Speaking from the White House, President Obama, made the joyous announcement: “Our British friends have begged for our help in this matter and we have obliged. We do not know who these non-entities are in the US but we have been told that they are a bunch of utter wankers. For humanities sake and the sanity of the planet, I have ordered NASA to shoot these two awful attention-seeking moribund talentless t*rds into the far reaches of the universe. They shall be space junk, travelling egos of falsitude. Maybe, they shall encounter new life forms out there but I f*cking doubt it but if they do — let’s hope the aliens conduct horrendous experiments upon their D-list celebrity bodies. The aliens will however be disappointed if they try and delve into their pitiful minds because they will not find a morsel of intelligence between the two.”
After Obama’s announcement there were jubilant celebrations across the globe.
“Here in Essex we feel we have lost one of our own, but it’s for the best innit?” Dina Fellatio, a 25 year old hairdresser from Chesney told a local radio station.
The rockets that will propel the two celebrities into space will travel at over 3000 mph and the trajectories have been set so that the rockets will travel in opposite directions. The specially designed space-crafts (coffins) will then travel through space for the next thousand odd years.

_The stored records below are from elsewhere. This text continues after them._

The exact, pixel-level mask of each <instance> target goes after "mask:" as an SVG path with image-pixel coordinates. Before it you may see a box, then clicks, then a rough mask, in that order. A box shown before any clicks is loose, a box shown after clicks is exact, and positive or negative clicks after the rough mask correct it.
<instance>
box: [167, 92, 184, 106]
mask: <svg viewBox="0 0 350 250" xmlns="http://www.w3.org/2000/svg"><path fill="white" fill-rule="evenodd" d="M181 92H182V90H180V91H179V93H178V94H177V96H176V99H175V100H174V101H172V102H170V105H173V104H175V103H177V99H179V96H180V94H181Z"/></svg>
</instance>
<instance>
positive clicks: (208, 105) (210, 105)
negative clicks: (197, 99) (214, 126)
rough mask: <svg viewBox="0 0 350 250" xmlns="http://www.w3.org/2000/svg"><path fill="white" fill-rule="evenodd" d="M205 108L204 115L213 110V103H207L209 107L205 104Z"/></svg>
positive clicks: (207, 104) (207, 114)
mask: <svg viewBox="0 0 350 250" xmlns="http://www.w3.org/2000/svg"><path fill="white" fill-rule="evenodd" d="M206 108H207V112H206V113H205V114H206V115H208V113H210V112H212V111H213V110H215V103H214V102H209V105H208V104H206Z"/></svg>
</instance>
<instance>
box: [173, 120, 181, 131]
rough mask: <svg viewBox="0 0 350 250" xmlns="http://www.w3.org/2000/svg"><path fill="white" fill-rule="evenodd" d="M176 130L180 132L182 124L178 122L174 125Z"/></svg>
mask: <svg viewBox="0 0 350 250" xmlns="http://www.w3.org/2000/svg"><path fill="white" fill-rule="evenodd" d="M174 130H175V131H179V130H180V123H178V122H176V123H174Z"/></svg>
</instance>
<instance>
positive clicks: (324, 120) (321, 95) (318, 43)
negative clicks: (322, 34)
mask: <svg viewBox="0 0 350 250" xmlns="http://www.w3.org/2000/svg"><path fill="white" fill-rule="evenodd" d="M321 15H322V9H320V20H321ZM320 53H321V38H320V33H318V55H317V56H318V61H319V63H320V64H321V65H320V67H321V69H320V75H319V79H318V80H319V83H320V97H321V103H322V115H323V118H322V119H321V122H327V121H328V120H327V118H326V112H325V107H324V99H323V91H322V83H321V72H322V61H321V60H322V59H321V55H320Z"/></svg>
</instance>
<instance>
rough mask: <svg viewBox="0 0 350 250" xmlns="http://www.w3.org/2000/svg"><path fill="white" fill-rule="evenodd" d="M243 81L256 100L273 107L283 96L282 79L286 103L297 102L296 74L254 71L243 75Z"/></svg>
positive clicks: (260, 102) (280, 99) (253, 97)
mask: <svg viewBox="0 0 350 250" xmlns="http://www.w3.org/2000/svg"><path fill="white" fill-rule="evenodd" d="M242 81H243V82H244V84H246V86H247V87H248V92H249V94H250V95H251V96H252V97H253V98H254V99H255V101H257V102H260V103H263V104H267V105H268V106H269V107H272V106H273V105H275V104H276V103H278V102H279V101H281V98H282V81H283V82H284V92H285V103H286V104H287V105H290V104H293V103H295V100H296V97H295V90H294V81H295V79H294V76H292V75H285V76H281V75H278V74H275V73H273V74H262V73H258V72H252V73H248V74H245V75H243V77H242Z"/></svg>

“Katie’s rocket will have pink fluffy dice in it, a good selection of 12” dild*s as well as a bucketload of orange skin dye and her favourite trash mags with her scowling botoxed face plastered over them. Peter’s rocket will be decked out with his crappy autotuned banal r&b ‘music’ so he can travel into oblivion listening to the sound of his turgid greasy saccharin excreta until the oxygen in the craft finally runs out,” a Cape Canaveral NASA employee told the BBC after the important announcement was made yesterday.